Wednesday, February 21, 2024, 11am - 1pm
UMC 247

Raymond W. Gibbs, Jr.

Independent Cognitive Scientist

Abstract

The human body has historically been viewed as a natural, purely biological entity that is mostly separate from the mind. However, much work in embodied cognition has revealed the significant extent to which people’s knowledge and experience of their bodies are recruited in a wide range of abstract thinking abilities, primarily through the mechanism of metaphor. Bodily experiences serve as the source domains to better understand less structured, and typically more abstract, target domains (e.g., LIFE IS A JOURNEY in which bodily experiences associated with journeys are mapped to better structure our understanding of life). My talk explores the possibility that many source domains arising from bodily experiences may themselves be inherently metaphorical. I present a variety of examples from cognitive linguistics, psychology, and medical anthropology to show how varied bodily experiences are likely understood in symbolic and metaphorical terms. Following this, I discuss possible skeptical responses to my claim that bodily experience is inherently metaphorical (i.e., the “metaphorical embodiment hypothesis”). Finally, I outline several implications of this metaphorical embodiment hypothesis for cognitive linguistics and our theoretical understanding of metaphor, embodiment, and human cognition.

Biographical Information

Raymond W. Gibbs, Jr. is an independent cognitive scientist, formerly Distinguished Professor of Psychology at the University of California, Santa Cruz.

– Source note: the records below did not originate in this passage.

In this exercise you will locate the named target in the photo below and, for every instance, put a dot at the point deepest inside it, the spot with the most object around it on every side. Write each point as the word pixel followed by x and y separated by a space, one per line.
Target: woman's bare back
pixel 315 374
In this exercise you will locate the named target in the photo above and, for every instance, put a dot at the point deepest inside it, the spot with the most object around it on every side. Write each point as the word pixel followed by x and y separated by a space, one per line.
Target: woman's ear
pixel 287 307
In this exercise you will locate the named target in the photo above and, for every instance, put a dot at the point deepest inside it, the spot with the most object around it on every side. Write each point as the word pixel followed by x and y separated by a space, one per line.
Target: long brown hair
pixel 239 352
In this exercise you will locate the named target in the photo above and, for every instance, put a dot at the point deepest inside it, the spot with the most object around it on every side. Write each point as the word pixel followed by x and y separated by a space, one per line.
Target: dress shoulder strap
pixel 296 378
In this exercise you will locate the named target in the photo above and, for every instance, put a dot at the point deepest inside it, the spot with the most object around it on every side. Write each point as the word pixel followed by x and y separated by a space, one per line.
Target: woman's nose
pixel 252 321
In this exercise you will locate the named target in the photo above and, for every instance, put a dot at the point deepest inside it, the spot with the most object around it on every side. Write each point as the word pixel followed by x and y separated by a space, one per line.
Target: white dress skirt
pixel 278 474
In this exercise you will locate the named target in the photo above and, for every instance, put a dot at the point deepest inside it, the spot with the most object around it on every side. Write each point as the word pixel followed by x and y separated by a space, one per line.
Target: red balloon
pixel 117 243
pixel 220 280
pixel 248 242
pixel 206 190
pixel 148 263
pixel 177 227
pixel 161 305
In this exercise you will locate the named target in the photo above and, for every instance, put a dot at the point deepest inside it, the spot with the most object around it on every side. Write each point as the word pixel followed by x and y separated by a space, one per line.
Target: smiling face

His research interests focus on embodied cognition, pragmatics and figurative language. He is the author of many books, including "The poetics of mind: Figurative thought, language and understanding" (1994), "Intentions in the experience of meaning" (1999), "Embodiment and cognitive science" (2006), “Metaphor wars: Conceptual metaphor in human life” (2017), and (with Herb Colston) "Interpreting figurative meaning" (2012), all published by Cambridge University Press. He is also editor of the "Cambridge handbook of metaphor and thought"(2008) (ֱP), and (with Herb Colston) the “Cambridge handbook of irony and thought” (2023).